As the United States prepares to celebrate 250 years of its Independence, it is proper to examine the career of James Madison, the fourth president of the Republic. More than any other, he shaped the Constitution in the 1780’s. Both as a politician and as president, he worried about the “fell spirit of factious opposition.” He borrowed copiously from the scholars of the Roman Republic. Cicero, Polybius, and other worthies were invoked to illustrate the fragility of representative government.

Certainly, Madison had much to be concerned about. He witnessed in 1798 the efforts by Federalists to impose the Alien and Sedition Acts, which threatened immigrants who were deemed disagreeable and threatened to imprison dissenters, particularly newspaper publishers. Nowadays, he would be disappointed but not surprised by Donald Trump’s attempt to impose his will by any means necessary. Even the ancients anticipated all the overreach of government. A Roman poet, Juvenal, anticipated this style in the second century AD when he announced, “Give them bread and circuses, and they will never revolt”

Of course, when Juvenal wrote these words, Rome was fully in Empire Mode. Nothing Trump has done from the fight on the White House lawn to his “rallies” to celebrate his reign would appear to the poet to be out of the ordinary. Madison and his generation feared such imperial urges from the beginning. But none of this began with the Donald.

Where Madison differed from many of his predecessors was that he believed the Constitution to be the standard for government. He was very adamant on this point: in 1817, he vetoed a bill allowing the federal government to undertake a comprehensive effort in internal improvements, roads, canals, and harbors. The irony was that he thought the bill beneficial, but because the Constitution made no allowance for it, he vetoed the legislation on his last day in office.

Which gets at the nub of the problem. The notion that there “ought to be a law” gradually expanded the power of the federal government. Madison and others, such as John Randolph of Roanoke, feared that doing the right thing at the expense of the document forged in Philadelphia between 1787 and 1789 would tempt the political furies. Those denizens of the general welfare clause threatened the awkward pact between North and South. In many respects, the Constitution is not a happy document but a pact between powerful interests.

In this respect, it resembles the Roman Republic with its patricians and plebeians. By the time Julius Caesar and Augustus Caesar began the road to Empire, Republican Rome was a fiction run by oligarchs, corrupt Senators, and greedy, ambitious wannabes, all of whom sought “freedom” as they envisioned it with scant regard for their rivals. Madison’s notion is that to preserve liberty, everyone must give something up. Neither party, the Democratic nor the Republican, lives up to that lofty standard.
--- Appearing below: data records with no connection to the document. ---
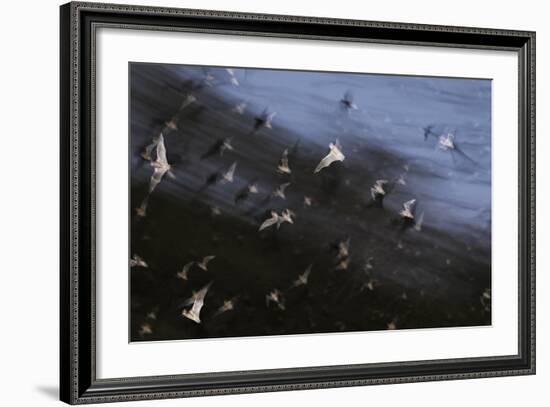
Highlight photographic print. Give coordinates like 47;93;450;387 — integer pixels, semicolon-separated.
129;63;491;342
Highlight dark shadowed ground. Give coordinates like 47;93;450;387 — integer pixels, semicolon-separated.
129;63;491;342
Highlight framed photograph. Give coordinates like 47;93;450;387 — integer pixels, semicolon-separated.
60;1;535;404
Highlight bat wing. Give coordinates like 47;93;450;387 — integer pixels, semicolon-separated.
149;166;168;193
259;215;279;231
314;152;336;173
201;139;223;160
141;136;160;160
155;134;168;164
455;145;478;165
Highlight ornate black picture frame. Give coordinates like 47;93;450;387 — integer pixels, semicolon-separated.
60;2;535;404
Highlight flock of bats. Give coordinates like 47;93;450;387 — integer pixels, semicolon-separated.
130;68;485;337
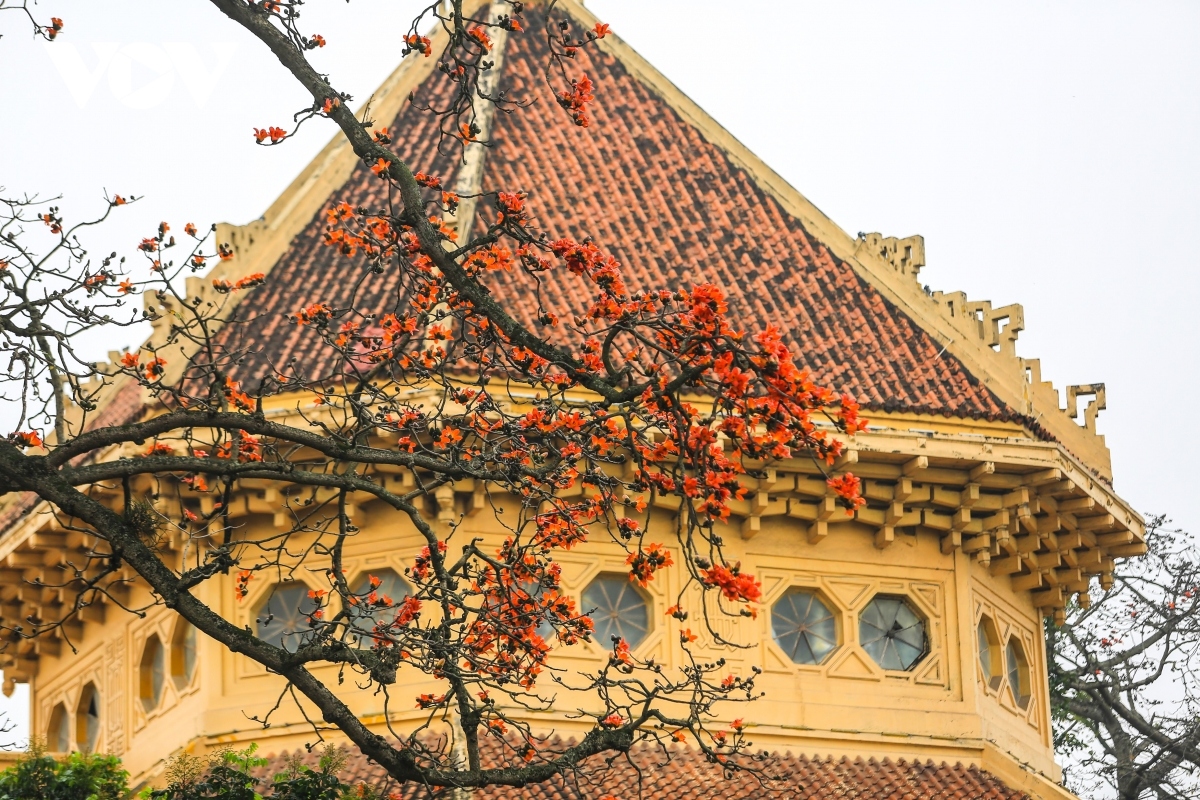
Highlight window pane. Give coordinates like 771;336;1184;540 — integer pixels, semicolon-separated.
977;622;992;681
50;705;69;752
142;636;164;710
181;623;197;682
771;590;838;665
85;695;99;751
255;583;319;652
582;575;649;649
76;686;100;752
1006;640;1018;687
859;595;927;671
1006;638;1028;706
171;621;198;686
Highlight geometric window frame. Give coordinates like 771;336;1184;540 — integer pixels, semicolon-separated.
139;633;166;712
581;573;652;650
858;594;929;672
1005;635;1032;709
770;588;839;665
977;614;1003;691
171;618;199;689
75;682;101;753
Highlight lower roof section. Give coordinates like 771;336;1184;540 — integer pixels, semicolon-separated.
251;743;1038;800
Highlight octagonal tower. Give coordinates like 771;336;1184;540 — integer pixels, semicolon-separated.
0;2;1141;797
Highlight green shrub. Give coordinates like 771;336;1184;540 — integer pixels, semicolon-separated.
0;742;385;800
0;745;129;800
143;744;384;800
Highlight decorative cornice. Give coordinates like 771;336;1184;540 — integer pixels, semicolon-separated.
0;395;1144;690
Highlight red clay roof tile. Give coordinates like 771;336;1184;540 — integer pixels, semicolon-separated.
254;743;1033;800
0;378;144;534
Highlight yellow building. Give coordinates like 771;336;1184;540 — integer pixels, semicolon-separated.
0;2;1143;797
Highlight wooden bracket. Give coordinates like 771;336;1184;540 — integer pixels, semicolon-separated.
434;484;456;523
741;516;761;540
833;449;859;471
969;461;995;482
940;530;962;554
1012;571;1046;592
874;526;895;549
467;482;487;516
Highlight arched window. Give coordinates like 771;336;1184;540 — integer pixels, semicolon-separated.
582;574;650;649
348;569;412;644
75;683;100;752
254;582;319;652
771;589;838;665
1006;636;1031;708
977;616;1002;690
859;595;927;671
47;702;69;752
171;619;198;688
139;634;165;711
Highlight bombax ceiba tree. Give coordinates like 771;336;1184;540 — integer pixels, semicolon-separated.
0;1;871;793
1050;516;1200;800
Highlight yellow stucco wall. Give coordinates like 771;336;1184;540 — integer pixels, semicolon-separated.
26;495;1069;796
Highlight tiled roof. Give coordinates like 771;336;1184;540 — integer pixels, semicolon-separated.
255;744;1032;800
212;6;1027;426
0;379;144;535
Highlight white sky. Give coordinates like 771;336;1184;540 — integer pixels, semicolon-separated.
1;0;1197;748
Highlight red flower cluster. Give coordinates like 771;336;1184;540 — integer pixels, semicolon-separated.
626;543;673;587
414;172;442;189
40;212;62;234
222;378;255;412
120;351;167;382
468;26;492;51
212;272;266;293
234;570;253;601
253;126;287;143
828;473;866;513
291;302;332;326
700;564;763;605
556;74;595;127
9;431;43;449
404;34;432;57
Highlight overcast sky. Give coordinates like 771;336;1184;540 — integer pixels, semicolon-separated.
1;0;1197;747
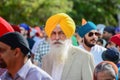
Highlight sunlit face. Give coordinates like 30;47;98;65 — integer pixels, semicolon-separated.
97;71;116;80
0;42;15;69
20;27;28;38
102;31;111;41
50;24;67;47
96;42;103;46
84;30;99;47
49;25;71;63
106;41;116;49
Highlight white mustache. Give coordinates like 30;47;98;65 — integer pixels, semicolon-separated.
52;40;64;44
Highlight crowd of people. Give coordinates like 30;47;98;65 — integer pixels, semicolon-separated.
0;13;120;80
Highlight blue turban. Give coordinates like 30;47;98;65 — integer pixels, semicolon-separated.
102;47;120;64
77;21;97;38
19;23;30;31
The emergence of the Executive Order as the primary tool to advance an agenda has further weakened the body politic. Article 48 of the Weimar Constitution, which granted emergency powers to the president, weakened the Republic and is being imitated by our executive branch.
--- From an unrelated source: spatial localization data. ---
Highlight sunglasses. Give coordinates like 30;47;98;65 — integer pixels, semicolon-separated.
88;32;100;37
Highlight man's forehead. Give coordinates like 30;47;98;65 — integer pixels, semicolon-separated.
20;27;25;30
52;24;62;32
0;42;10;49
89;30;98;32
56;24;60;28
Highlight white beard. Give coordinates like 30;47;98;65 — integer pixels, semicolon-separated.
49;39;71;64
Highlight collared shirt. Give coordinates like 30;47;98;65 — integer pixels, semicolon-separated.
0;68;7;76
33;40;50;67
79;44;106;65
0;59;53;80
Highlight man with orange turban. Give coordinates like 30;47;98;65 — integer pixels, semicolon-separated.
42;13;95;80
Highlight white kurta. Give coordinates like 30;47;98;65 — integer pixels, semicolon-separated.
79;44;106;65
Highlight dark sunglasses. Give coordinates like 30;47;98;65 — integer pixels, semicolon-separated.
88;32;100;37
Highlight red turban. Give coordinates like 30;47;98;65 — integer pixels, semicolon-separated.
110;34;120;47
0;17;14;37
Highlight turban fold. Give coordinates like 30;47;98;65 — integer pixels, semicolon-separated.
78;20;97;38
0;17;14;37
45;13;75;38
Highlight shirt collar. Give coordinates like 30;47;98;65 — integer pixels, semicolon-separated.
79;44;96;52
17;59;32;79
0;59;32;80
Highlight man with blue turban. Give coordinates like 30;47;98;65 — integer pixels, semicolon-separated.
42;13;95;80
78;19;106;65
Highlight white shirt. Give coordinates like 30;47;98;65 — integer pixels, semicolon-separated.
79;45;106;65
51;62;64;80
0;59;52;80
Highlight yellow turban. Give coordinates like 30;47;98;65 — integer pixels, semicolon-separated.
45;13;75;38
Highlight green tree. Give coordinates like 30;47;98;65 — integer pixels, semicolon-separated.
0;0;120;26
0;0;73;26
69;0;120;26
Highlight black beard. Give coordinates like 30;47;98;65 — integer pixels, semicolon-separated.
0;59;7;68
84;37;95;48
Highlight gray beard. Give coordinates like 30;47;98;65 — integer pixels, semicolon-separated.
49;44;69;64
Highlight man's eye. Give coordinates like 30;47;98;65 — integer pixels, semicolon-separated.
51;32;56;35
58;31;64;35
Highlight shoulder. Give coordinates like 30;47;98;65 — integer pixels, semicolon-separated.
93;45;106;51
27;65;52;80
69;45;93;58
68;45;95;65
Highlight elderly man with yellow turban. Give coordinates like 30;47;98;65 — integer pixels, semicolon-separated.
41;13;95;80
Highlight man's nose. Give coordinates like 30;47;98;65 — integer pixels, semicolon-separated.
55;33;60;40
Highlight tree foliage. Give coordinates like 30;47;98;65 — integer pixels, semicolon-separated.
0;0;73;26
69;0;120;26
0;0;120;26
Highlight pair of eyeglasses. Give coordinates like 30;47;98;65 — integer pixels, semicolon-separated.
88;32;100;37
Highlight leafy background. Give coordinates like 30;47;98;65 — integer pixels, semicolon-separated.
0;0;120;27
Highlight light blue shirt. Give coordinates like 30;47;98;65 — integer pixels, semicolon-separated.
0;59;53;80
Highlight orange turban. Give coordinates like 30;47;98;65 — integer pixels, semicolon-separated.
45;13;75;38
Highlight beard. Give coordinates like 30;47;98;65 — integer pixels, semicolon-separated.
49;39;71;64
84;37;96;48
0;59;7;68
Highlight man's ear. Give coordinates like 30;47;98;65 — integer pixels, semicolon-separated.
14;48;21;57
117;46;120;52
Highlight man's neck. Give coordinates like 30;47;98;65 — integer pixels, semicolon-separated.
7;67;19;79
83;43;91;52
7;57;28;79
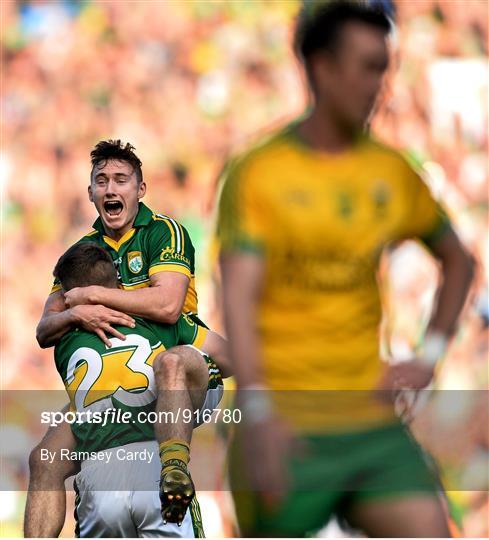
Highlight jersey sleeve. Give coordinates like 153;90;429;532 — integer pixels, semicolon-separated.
399;159;451;247
216;157;268;254
51;277;62;295
176;313;208;349
146;218;195;280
Both sides have equal claim to being displeased at the imperial tendencies of their opponents. Supreme Court rulings such as Roe vs Wade or the Dobbs Decision relied not on Congressional action but judicial fiat. Gay marriage was the byproduct of a Supreme Court decision, minus Congress. As salutary as many of these acts are, they tend to be contentious. Although Madisonian precepts may be dated, they were designed to serve as barriers to winner-take-all government. The tide of fearful faction must be resisted if for no other reason but to keep the peace and to restrain overweening executive power.